The battle for elephants has been raging on many fronts this year. In Kenya, our red line was crossed by the death of Changilla, a Samburu-born bull with a fighting spirit. It got worse as we watched a Chinese national walking away with a $350 fine for a $16,000 crime and the blood of elephants on his hands. So we began a year of marching around the country, of reforming poachers, of writing letters to the President of Kenya, of standing up and shouting out for many of our beloved elephants who we knew and have now lost. Slowly but surely, the victories began to trickle in.
The President’s inaugural speech in April in which he promised to fight poaching was the first major win. That his wife, the First Lady, joined in the struggle was a sure indication of the President’s commitment. Much credit should go to Paula Kahumbu, CEO of Wildlife Direct, whose campaign HANDS OFF OUR ELEPHANTS has brought new energy and awareness to the issue in Kenya, and has been backed by the Kenya Elephant Forum. The importance of unified action of this type to save elephants can’t be overstated.

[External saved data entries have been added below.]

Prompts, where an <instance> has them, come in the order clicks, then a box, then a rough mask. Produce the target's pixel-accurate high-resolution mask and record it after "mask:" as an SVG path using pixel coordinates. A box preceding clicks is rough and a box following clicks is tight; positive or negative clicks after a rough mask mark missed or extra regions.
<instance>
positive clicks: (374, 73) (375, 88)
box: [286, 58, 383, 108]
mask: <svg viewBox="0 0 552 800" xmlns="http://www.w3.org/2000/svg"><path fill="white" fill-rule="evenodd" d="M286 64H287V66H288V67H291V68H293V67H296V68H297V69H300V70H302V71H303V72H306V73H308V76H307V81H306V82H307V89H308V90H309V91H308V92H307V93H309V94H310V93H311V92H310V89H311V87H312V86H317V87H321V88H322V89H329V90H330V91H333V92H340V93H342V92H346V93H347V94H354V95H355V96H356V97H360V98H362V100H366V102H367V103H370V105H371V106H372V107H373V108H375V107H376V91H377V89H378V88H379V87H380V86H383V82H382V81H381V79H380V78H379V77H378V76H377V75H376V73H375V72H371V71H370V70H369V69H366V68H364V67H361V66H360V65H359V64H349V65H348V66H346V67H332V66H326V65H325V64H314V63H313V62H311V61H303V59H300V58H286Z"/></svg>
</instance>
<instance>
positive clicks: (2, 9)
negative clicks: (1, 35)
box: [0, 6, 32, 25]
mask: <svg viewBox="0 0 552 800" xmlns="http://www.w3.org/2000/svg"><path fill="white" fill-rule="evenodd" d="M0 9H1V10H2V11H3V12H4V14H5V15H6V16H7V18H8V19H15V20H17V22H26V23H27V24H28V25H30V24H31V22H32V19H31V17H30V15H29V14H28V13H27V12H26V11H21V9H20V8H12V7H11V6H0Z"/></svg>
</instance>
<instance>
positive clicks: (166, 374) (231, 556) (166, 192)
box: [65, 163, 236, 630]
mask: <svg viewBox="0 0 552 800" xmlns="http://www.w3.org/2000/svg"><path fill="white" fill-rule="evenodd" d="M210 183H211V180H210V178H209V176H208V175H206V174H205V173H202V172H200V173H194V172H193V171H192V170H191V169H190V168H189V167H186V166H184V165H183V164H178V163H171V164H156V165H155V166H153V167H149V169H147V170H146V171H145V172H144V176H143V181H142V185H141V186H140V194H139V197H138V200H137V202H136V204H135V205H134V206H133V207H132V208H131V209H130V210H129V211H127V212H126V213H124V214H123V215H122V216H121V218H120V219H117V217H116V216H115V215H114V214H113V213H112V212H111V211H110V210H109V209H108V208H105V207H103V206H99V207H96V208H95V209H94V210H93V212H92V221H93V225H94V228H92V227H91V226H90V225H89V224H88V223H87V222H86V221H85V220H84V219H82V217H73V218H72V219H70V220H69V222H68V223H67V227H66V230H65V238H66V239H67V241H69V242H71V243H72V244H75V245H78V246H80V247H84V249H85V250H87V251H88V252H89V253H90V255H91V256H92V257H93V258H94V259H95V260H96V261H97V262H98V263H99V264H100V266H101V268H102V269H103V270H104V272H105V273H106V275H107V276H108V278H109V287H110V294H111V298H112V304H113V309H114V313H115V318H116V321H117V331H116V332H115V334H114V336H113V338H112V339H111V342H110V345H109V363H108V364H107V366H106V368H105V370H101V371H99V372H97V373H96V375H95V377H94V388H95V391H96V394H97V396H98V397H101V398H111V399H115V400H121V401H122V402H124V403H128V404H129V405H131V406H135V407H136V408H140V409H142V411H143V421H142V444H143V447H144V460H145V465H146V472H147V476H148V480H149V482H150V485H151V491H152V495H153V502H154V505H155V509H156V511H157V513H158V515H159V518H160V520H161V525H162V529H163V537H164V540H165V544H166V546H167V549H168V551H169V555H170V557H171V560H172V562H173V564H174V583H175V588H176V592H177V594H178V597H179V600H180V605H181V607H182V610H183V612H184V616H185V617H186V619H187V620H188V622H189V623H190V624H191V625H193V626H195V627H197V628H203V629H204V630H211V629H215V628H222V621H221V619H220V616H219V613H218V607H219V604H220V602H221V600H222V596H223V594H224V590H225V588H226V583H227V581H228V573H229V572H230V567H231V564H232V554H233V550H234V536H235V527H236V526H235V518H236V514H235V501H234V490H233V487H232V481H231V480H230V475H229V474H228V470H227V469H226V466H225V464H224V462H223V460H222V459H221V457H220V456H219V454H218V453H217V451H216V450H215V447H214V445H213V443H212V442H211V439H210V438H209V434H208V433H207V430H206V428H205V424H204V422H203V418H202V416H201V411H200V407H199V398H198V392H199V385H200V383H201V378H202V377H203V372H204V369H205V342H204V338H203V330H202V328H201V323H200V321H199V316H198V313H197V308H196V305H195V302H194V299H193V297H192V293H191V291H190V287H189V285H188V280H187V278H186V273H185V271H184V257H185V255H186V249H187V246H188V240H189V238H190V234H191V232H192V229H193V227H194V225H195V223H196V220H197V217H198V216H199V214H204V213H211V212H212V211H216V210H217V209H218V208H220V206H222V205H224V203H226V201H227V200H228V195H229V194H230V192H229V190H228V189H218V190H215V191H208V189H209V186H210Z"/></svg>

As a result the Director of Public Prosecutions has taken wildlife crime cases into his own docket – another step in the right direction. But, even after parliament passed new legislation allowing punitive sentencing of 15 years for wildlife crime and 10M shilling ($115,000) fines up from 40,000/- ($450), not much changed in the following weeks in the courts of law. Offenders were still walking away with the slap-on-the-wrist fines. A sense of despair at poor implementation of the new laws began creeping in, especially when foreign smugglers time and time again pleaded guilty and then walked away. It felt like Kenya’s heritage was being carried off to far away lands and there was no will to stop it.
This August, something finally gave. Chinese national Chen Biemei, 30, was jailed for 31 months for trying to smuggle 6.9kg of worked ivory she had disguised as 15 bags of Kenyan macadamia nuts. During sentencing, the magistrate noted that the culprit had ‘malicious intentions and a guilty mind’ that necessitated a custodial sentence to reign on the menace.
Kenyans celebrated the bells of justice beginning to toll. “A precedent has been set by this sentencing,” said a Kenya Wildlife Service spokesman. “It is a sign that our judiciary is waking up to the scale of the crisis and the damage that is being done to our animals.”
It is our hope that the bells will keep ringing, sending a clear warning to anyone stepping onto Kenyan soil with “malicious intentions” towards our elephants, which are a symbol of Kenyan culture, a pillar of the economy and the engineers of the beautiful landscape for which Kenya is justly famous.